Participants also stressed the need to make training materials work in the local language and culture. “Whenever we had to provide training materials to another country, we made sure it was translated right,” Wick said. “We would have a local advocate with excellent English and local language skills who could say, ‘Yes, that does translate right.' The translation was the critical piece.”

Cultural norms that pose problems often relate to gift giving, how to appropriately decline one, and when grants, sponsorships, or advertising amounts to no more than a pay-off. “We retain a cultural specialist,” said Sue Morris, head of global anti-corruption for BMO Financial Group. “That individual has given me insight into the cultures of the various areas where we operate and not just geographic areas. Is there a specific culture in a type of business?” This has helped her firm craft more relevant training materials, including Q&A documents and even a script on how to decline gifts from a business relationship. 

Above, Jeff Johnson, senior counsel in Motorola's office of ethics, listens in as Allscripts Chief Compliance Officer Tejal Vakharia addresses the panelists.

Another key ingredient of a successful anti-bribery and corruption program, as it is with so many compliance efforts, is buy-in from the board and executive leadership. “You've got to get the board to buy in,” Varnum said. “They have to acknowledge that there is this potential risk, and they will fund and budget all the necessary resources to do what you need to do.”

“The CEO doesn't want to be caught short, so he pushes it down to the sales managers, and they don't want a tongue lashing from the CEO, so they push it down to their sales organizations throughout the globe,” said one of the executives.

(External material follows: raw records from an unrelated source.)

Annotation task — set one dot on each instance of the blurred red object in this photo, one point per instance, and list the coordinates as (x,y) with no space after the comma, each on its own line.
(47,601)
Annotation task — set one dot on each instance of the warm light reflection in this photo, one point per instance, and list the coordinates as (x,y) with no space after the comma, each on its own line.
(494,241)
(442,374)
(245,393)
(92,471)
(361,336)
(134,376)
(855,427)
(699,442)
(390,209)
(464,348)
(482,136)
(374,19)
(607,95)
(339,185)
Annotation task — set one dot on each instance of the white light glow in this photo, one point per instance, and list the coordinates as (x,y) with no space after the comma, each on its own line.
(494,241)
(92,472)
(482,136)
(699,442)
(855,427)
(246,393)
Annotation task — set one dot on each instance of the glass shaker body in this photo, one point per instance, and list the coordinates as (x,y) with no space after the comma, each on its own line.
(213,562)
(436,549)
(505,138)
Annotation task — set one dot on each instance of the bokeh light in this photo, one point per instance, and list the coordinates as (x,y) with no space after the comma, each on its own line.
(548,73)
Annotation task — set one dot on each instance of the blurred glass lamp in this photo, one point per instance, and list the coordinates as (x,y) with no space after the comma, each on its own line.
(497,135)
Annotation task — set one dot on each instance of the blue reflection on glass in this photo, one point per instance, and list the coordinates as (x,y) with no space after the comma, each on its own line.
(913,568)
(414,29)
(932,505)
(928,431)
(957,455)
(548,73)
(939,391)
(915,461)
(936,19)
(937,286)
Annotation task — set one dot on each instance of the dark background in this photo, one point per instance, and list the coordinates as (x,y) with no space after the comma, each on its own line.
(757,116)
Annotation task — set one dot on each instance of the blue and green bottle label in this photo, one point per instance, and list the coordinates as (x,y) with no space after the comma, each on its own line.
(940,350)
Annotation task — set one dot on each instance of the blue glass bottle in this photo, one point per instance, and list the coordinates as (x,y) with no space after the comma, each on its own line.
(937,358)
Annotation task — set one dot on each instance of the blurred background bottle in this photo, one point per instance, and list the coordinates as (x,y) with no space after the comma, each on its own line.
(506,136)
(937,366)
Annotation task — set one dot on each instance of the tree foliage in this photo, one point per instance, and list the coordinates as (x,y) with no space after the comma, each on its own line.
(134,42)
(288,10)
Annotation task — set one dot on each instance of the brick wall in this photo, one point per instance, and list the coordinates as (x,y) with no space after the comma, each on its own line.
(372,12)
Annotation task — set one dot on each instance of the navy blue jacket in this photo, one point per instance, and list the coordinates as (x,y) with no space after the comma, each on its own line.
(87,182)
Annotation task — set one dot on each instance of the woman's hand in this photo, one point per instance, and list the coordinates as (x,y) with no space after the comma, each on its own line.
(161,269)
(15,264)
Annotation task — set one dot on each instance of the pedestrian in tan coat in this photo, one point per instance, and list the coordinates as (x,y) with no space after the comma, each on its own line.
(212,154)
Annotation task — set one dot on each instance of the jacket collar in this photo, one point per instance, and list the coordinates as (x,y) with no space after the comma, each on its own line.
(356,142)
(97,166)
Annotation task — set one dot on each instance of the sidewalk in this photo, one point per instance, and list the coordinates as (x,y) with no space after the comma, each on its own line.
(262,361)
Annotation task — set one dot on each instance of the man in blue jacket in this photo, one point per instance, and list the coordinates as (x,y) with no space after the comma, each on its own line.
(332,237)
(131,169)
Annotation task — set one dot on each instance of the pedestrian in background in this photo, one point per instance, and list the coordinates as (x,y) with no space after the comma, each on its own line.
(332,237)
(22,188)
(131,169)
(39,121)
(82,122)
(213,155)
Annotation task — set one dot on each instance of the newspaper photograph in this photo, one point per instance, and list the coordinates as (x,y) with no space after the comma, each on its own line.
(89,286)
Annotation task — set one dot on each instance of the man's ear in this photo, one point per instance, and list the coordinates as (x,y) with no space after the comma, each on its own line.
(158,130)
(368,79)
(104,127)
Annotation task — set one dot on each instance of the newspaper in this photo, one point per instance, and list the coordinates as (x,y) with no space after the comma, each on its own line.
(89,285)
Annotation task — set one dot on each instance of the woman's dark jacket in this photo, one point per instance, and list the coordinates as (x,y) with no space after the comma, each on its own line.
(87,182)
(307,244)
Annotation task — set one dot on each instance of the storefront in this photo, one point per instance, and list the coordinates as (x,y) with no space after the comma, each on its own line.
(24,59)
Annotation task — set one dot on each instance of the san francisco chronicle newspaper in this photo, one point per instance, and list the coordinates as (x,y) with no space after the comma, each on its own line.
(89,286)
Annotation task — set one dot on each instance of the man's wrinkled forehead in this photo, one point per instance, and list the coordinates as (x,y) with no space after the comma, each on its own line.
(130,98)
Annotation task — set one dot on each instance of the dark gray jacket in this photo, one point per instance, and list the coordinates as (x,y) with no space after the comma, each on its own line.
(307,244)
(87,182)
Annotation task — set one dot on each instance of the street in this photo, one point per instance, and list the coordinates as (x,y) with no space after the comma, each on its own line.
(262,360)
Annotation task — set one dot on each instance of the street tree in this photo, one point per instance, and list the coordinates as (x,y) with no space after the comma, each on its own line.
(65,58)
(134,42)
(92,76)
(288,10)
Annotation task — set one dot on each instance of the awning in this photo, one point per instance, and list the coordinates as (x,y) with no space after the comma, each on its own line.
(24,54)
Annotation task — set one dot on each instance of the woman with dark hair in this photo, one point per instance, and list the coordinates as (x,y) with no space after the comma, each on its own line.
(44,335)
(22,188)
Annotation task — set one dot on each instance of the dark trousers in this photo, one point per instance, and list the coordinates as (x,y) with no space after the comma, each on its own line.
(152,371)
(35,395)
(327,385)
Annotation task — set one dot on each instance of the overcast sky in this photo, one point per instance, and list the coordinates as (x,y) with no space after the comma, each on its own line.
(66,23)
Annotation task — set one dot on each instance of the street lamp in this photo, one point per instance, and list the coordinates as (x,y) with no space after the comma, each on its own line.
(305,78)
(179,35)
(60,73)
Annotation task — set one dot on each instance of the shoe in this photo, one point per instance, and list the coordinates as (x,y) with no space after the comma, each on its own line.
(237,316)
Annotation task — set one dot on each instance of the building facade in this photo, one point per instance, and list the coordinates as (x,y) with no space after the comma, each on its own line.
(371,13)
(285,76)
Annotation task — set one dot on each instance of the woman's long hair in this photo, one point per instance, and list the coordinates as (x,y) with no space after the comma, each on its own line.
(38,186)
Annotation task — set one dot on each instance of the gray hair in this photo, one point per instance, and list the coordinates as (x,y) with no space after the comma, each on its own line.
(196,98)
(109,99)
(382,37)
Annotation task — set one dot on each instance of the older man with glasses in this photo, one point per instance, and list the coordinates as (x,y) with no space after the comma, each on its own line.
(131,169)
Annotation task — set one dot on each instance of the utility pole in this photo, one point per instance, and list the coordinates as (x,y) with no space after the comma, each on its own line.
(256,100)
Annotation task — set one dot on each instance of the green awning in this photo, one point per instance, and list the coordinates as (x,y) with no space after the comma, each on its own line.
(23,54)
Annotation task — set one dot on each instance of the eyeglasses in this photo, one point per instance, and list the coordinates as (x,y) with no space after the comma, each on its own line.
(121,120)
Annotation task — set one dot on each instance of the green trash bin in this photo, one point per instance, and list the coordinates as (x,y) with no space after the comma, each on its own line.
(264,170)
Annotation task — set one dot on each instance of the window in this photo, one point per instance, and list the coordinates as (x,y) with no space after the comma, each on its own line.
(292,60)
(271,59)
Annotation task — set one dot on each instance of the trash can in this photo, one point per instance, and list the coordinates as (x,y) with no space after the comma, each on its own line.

How to best approach a busy CEO for buy-in? Make the case that the compliance effort "has both an offensive and defensive purpose,” says John Steiner, chief compliance officer for Cancer Treatment Centers of America. “With respect to the ‘offense' it is critical to engage with the workforce and encourage them to address questionable patterns or practices early." For defense, "a sound compliance program is invaluable for a strong legal defense."

Some noted that each country they operate in has company-set limits on how much they can spend, or receive, on gift-giving and charitable contributions. One company took the extra step of engraving all its various tchotchkes with a company logo to discourage inappropriate gifting.

Determining those thresholds can be challenging, Silverman said. Internal policies should establish differences between a free pen and bribing a government official. She suggested that benchmarking a company's policies and actions against industry best practices can be useful for setting limits.

According to Varnum, any benchmark needs to be considered in terms of how prosecutors are approaching cases and what measures are effective in developing a strong anti-corruption program.

“My hope is that what will happen is that you get a better understanding of the risks—of what will be prosecuted and what will not be,” he says. Over time that will allow companies to build greater efficiencies and economies of scale into their compliance programs by focusing solely on the most paramount risks their companies face.